By Kristen Mitchell
A new paper by Scott Powell, associate professor of biology in the Columbian College of Arts and Sciences, reveals that turtle ant evolution is more dynamic and adaptive than previously believed.
Turtle ants have been a source of evolutionary curiosity since naturalist Charles Darwin remarked on their unique head shape in On The Origin of Species. More than a century later, researchers pieced together the ecology and evolution of these ants in a new study that could change the way researchers think about evolutionary processes in complex social organisms.
Dr. Powell’s research interests boils down to two fundamental biological questions—how biodiversity is produced, and how it is maintained through time. He studies turtle ants, a group of ants known for their shell-like armor common in South America. Turtle ants and their complicated social system provide an ideal case study for evolutionary research because the species span a wide variety of physical traits and ecological niches.
Turtle ants operate within a complex social system that dictates each individual's role in a colony, which includes workers, soldiers and just one queen. The form and function of each individual evolved in accordance with their caste. The soldiers evolved to have large armored heads that help them block entrances to the colony from invaders— filling an important ecological role for survival of the colony. The ants classified as workers do not have this “bizarre morphology,” Dr. Powell said.
A team of researchers led by Dr. Powell recently published a paper revealing that turtle ant evolution is a more adaptive and dynamic evolutionary process compared to traditional models of evolutionary development. While caste evolution often signals evolutionary success, the prevailing idea is that once it is achieved it is one-directional and stable. Turtle ant evolution isn’t necessarily unidirectional, he said.
“You have these specialized forms that are really tackling fundamental things about the ecology, the biology of the organism,” he said. “As they interact with different environments, the paper shows that it’s a very dynamic process—soldiers can change shape, change size, and even be lost from a species through evolutionary time.”
Turtle ant soldiers display a range of head shapes and sizes, which dictate the type of tunnel the species calls home. Turtle ants occupy tunnels in trees that were originally dug by beetles. Researchers are able to easily compare traits like head size with the ecological features the ants have evolved to use, such as nest entrance size.

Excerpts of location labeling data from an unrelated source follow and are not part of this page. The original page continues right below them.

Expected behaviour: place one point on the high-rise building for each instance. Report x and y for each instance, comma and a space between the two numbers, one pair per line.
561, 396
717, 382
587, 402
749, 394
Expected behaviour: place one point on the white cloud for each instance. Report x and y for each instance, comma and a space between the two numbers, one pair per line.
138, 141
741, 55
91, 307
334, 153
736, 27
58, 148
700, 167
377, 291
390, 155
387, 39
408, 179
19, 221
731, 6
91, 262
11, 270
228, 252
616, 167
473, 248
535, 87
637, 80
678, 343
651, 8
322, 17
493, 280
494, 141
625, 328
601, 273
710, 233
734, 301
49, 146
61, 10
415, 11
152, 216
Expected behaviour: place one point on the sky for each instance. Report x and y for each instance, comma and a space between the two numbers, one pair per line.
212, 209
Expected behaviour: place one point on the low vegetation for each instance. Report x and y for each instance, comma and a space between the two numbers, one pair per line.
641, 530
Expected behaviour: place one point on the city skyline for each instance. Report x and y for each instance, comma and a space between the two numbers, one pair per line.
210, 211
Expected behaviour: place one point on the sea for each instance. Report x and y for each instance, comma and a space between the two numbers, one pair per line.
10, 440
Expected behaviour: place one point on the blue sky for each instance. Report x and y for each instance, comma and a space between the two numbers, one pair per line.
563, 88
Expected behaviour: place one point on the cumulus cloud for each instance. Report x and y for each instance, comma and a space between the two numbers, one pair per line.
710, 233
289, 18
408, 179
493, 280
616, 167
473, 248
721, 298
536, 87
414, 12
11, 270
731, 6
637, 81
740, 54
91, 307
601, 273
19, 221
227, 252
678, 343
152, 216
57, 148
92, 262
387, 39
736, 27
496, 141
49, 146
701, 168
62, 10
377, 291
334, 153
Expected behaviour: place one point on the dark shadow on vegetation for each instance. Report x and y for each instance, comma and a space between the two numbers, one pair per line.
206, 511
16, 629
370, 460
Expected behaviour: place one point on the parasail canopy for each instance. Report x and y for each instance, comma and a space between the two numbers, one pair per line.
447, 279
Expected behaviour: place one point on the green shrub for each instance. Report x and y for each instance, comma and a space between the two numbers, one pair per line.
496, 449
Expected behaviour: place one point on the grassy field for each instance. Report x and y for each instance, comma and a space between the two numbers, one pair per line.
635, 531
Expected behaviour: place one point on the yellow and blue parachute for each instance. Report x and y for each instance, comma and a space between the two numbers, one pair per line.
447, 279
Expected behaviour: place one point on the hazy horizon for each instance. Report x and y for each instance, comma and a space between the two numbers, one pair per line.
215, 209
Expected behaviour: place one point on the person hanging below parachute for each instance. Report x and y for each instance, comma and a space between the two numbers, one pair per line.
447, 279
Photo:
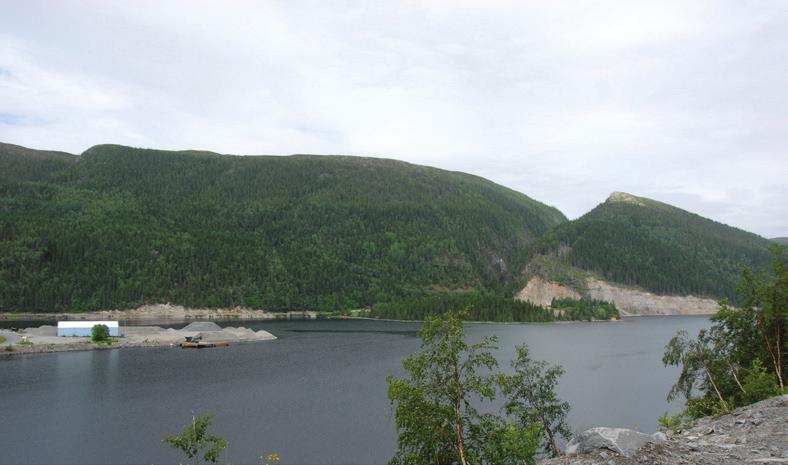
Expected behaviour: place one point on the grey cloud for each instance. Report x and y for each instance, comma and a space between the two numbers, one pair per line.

Charles Darwin famously developed his insights into evolution by studying Galapagos finches and other vertebrates. From continued work on the Galapagos finches, lizards, and similar solitary vertebrates that forage and sleep alone, scientists have come to identify the importance of a biodiversity process known as adaptive radiation, the rapid evolution of many species that fill different ecological niches from a single ancestor.
Dr. Powell and the research team wanted to expand the scope of case studies addressing adaptive radiation, to examine how the environment shapes biodiversity within a very complicated social organism.
“Our hope here is we’ve picked a really great case study of how this process unfolds in social organisms,” he said. “We think it is essentially representative across ants, other types of organisms that have these physical castes.”
Dr. Powell was the lead author on a study published in PNAS this month. Shauna L. Price from Chicago’s Field Museum of Natural History and Daniel J.C. Kronauer from the Rockefeller University co-authored the paper.